Lenz, a native of San Diego, has always been interested in circadian studies. As a University Scholar at Penn, she chose to major in biological basis of behavior. Lenz notes that the discipline was flexible, offering her the opportunity to concentrate on the relationship between brain and behavior.
“The study of the brain can be very quantitative, but it can also be measured in terms of behavior, or how organisms react to stimulants,” says Lenz.
She says that it’s important to understand that the brain is not an isolated organ; it controls behavior while environment influences its processes.
And Lenz is putting this perspective to the test in the Pack lab, where she studies the disruption of sleep patterns that occur due to Alzheimer’s disease. She does so by monitoring the sleep, circadian rhythms and protein measures of Drosophila, a genus of small flies.
“Before organisms develop the cognitive deficits triggered by Alzheimer’s disease, like memory lapses and general dysfunction, they often experience fragmented sleep,” Lenz says.
She hopes to understand the reasons behind the sleep disturbance and the extent to which it contributes to cognitive failings.
Lenz works with Jason Gerstner, a postdoctoral fellow in the Pack lab who recently received a Sleep Research Society Abstract Excellence Award for his work. He explains that the study of this potentially causal link is a recent addition to sleep research.
“Whether sleep disturbance actually exacerbates the pathology of Alzheimer’s disease is a new question in our field,” Gerstner says.
Integral to this part-behavioral research are two molecules, amyloid-beta and fatty acid binding proteins.
The first protein, Lenz says, aggregates to form plaques in the brains of Alzheimer’s patients. Amyloid-beta is an established part of the disease and has been shown to contribute to neurodegeneration and cognitive dysfunction.
The fatty acid binding protein, or Fabp, is more convoluted, Lenz says. She explains that it’s a chaperone protein and is involved in metabolism and various other processes, including that of sleep.
Since Fabp and Alzheimer’s are both related to sleep, and amyloid-beta is related to Alzheimer’s, the Pack lab researchers are looking for the link between the three.
“We want to determine if amyloid beta-induced sleep disruption is reduced by the fatty acid binding protein,” Gerstner says.

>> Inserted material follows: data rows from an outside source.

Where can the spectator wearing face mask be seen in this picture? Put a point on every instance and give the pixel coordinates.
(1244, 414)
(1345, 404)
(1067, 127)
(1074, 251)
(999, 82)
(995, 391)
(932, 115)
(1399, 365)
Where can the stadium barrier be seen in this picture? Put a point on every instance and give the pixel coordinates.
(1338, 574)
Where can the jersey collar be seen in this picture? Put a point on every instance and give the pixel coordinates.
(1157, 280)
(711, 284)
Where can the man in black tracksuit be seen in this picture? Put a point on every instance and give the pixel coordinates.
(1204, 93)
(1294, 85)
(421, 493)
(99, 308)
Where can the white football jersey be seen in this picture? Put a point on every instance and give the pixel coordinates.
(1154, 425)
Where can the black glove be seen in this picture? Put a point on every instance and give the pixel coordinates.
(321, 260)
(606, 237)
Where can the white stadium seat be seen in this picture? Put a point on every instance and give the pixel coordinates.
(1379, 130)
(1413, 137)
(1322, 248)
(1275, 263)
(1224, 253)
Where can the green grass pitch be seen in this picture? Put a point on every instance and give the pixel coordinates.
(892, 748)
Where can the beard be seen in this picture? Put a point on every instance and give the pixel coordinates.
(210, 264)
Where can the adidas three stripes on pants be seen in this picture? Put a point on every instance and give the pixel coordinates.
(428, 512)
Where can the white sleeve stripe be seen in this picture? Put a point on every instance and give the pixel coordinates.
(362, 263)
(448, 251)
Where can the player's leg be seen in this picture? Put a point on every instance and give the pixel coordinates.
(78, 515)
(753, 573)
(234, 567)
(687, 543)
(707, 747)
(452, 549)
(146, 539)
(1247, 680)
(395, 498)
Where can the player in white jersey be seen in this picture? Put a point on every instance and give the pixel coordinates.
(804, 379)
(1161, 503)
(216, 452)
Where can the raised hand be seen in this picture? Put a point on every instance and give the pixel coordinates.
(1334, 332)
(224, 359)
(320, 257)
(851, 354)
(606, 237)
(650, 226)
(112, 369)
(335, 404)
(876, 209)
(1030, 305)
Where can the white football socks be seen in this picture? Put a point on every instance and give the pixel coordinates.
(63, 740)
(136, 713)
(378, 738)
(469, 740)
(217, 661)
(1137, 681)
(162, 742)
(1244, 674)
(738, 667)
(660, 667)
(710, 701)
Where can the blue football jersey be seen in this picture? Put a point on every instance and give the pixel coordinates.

The two researchers reference a mouse-model study that found a diminution of Alzheimer’s symptoms with the introduction of a Fabp ligand.

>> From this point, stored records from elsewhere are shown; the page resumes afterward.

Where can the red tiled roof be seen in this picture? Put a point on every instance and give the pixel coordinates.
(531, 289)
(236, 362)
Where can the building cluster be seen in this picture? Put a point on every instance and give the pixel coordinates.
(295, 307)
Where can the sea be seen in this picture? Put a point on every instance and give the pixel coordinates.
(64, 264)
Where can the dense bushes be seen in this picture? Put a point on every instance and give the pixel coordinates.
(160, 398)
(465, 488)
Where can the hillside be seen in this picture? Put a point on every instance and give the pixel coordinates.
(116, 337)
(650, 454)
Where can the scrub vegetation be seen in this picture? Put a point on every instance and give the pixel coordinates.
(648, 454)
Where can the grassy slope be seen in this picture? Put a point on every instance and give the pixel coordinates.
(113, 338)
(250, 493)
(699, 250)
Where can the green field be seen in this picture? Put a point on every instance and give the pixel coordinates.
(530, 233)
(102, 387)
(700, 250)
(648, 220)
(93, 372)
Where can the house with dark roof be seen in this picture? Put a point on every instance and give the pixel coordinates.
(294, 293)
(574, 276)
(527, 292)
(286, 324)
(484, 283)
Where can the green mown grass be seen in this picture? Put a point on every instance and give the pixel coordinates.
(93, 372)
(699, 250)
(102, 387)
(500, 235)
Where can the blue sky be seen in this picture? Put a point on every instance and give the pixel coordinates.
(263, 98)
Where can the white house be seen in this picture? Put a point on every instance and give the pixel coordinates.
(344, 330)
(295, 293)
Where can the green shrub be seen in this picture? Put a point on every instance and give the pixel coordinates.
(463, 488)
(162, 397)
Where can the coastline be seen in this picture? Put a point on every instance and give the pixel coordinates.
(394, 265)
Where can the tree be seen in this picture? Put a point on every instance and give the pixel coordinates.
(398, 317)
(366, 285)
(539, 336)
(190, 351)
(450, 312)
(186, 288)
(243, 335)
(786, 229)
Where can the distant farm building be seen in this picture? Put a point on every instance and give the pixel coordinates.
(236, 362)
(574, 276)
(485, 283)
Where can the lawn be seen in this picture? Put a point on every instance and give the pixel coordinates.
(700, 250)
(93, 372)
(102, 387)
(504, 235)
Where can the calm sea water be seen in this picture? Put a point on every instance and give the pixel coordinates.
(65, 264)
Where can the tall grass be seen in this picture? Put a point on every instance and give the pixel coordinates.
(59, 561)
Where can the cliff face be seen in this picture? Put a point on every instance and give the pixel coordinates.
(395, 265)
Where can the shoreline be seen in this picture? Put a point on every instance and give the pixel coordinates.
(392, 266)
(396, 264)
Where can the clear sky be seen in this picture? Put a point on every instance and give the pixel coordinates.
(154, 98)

“The brain-type Fabp binds an omega polyunsaturated fatty acid, DHA, to high affinity," Gerstner says, “and it’s been shown that when supplemented into a diet, it can help facilitate cognitive function.”
Lenz says that the data provided by this study is informing the direction of the Pack lab’s research.
“We will continue to investigate how Alzheimer’s affects the fatty acid binding protein, and how in turn the protein affects the pathology of Alzheimer’s,” she says.
The end goal of the research, she notes, is to reduce the effects of Alzheimer’s or prevent it entirely by catching the sleep disturbance pattern early on.
“We’re looking to generate novel therapeutic strategies and methods to delay progression of Alzheimer’s,” Gerstner says.
But even if a treatment is not found, Lenz says she and her fellow researchers will still have refined their understanding about the disease, both on a molecular and behavioral basis, which could influence future experiments.
“The most rewarding part of the research is producing novel data,” Lenz says. “We’re observing phenomenon that have never been observed before.”